4) This is going to be a very basic example and we are going to configure the refinement panel to only show the Author refinement. To do this we want to everything inside the <FilterCategories> tag except line 85. In other words, when you are done your XML should look like this:
<?xml version="1.0" encoding="utf-8"?>
<FilterCategories>
<Category Title="Author" Description="Use this filter to restrict results authored by a specific author" Type="Microsoft.Office.Server.Search.WebControls.ManagedPropertyFilterGenerator" MetadataThreshold="5" NumberOfFiltersToDisplay="4" MaxNumberOfFilters="20" SortBy="Frequency" SortByForMoreFilters="Name" SortDirection="Descending" SortDirectionForMoreFilters="Ascending" ShowMoreLink="True" MappedProperty="Author" MoreLinkText="show more" LessLinkText="show fewer" />
</FilterCategories>
It should be pretty obvious what most of the tags do here – but the most important one is MappedProperty. In this case, the refiner is looking at the Author managed property. But really you could set this to be whatever you wanted. So if you had a custom field that you wanted to refine on, no problem! All you’d need to do is add a managed property, and copy/paste the line in the XML which defines the Author refiner, and rename it to match the name of your managed property. Obviously update the other values too – like title and description.
Don’t know how to create a managed property? Check out my blog post on the topic:
http://www.sharepoint911.com/blogs/john/archive/2011/03/18/creating-custom-managed-properties.aspx
5) Copy and paste your new XML from VS2010 back into the text editor in SharePoint. Then his the OK button on the text editor.
6) Now here’s the tricky part that trips people up. Before this will work you need to remove the check from the box at the bottom of the ‘Refinement’ section in the web part properties that says ‘Use Default Configuration’ – if you don’t do this, your changes will not be applied!
7) On the web part properties panel, hit the Ok button. Then you’ll need to press the Check In button on the ribbon.
8) Run a new search and you’ll see that your refinement panel has been customized! If you don’t see results, there could be a couple reasons why.
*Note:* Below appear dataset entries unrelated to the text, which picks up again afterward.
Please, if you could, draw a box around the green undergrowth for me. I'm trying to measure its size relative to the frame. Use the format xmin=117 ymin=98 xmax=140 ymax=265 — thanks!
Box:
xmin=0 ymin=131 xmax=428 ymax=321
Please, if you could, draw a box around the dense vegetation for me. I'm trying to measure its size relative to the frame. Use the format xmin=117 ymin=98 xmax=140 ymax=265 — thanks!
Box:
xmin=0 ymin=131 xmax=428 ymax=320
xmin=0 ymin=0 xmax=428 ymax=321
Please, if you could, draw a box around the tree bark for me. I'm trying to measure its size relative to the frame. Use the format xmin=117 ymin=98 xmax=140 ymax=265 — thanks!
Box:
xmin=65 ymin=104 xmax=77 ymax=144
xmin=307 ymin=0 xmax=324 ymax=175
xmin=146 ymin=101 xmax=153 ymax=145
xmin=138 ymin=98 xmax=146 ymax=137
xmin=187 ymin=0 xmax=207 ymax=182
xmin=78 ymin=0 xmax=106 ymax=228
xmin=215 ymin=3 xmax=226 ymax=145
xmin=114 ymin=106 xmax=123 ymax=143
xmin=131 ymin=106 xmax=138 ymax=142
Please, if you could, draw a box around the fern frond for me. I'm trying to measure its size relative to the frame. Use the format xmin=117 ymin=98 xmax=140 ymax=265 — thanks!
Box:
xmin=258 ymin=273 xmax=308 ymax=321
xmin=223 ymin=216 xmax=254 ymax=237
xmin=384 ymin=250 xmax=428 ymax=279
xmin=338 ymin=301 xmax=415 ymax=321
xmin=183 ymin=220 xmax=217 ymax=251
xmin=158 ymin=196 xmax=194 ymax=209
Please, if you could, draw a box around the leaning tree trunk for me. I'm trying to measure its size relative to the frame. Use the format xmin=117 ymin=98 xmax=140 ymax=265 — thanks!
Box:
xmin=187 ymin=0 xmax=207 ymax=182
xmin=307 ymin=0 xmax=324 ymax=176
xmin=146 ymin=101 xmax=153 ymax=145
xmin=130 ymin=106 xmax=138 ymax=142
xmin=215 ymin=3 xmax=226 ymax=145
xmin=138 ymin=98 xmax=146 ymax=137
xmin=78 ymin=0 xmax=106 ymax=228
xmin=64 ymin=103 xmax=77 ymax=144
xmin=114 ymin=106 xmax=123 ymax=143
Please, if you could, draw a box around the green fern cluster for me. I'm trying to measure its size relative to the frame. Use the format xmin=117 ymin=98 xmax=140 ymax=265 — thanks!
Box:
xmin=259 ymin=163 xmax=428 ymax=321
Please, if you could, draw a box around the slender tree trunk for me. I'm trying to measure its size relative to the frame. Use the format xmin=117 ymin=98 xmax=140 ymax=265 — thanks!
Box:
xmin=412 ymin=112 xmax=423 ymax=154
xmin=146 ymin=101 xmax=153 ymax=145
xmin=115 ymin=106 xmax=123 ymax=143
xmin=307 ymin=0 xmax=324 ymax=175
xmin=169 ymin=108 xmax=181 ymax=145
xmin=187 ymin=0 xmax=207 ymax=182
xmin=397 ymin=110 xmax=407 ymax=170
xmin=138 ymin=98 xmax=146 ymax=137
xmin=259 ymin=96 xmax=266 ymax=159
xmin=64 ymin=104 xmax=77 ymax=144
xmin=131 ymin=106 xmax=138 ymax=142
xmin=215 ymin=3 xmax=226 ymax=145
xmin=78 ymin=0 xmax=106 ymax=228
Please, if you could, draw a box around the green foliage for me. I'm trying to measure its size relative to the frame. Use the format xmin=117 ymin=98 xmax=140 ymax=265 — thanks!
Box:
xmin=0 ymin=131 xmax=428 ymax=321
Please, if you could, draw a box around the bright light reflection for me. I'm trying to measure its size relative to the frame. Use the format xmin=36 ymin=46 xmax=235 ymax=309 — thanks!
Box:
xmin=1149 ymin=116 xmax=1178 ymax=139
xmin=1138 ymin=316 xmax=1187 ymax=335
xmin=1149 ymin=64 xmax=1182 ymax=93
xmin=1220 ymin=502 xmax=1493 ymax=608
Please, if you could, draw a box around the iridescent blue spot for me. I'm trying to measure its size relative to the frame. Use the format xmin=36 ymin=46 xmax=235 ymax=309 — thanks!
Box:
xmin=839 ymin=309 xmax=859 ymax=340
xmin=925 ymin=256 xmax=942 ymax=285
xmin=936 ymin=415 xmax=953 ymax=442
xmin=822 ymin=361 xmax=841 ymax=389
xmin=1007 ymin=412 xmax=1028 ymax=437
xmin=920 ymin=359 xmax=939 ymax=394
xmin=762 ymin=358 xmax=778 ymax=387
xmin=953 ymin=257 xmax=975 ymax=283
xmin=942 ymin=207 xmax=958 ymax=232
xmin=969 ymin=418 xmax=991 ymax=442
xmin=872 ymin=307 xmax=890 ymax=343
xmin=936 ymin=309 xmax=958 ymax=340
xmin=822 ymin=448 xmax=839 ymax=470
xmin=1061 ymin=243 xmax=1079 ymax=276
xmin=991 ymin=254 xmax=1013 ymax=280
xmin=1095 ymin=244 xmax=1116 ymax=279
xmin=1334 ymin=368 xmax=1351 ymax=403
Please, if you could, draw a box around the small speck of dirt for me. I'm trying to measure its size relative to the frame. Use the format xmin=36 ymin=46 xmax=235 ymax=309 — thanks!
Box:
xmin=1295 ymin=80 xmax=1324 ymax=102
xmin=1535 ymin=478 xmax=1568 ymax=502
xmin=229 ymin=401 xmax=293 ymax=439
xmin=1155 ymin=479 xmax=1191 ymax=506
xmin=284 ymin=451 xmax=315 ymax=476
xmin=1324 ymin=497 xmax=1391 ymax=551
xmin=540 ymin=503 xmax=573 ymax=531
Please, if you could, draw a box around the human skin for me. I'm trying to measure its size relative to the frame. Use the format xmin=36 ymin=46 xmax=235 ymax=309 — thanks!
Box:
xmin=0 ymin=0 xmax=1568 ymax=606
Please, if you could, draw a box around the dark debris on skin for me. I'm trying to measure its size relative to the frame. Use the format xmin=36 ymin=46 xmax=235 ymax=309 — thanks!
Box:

First, make sure that there’s enough items being returned in the search which contain the refiner you are looking for. I’m not sure of the exact number needed, but generally at least 5 will do the trick. Second, if that isn’t the issue you might want to double-check your XML. It is very unforgiving by nature.
This is one of the more common search customizations I’m doing these days for clients. As a final thought, my recommendation is that if you plan on a field being used as a refiner it is best if it isn’t free-text. That means something like a Choice or Managed Metadata field works best.
The other tip I’d suggest is when customizing the refinement panel, don’t try to do 50 refiners all at once. It never seems to end well. I suggest starting with a couple, confirm they work, and then add a few more. Repeat that until you are done. Slow and steady win the race!
Final thought – remember you can always just add the out of the box refinement panel to the page if you want to get back to the original. Or, just go back into your custom web part and check the box again to use the default configuration. Just remember if you check that box again it will overwrite the changes you made to the XML so you’ll have to start over again to reapply your changes. That’s why once I get my refinement panel web part customized the way I like it – I export it out just in case!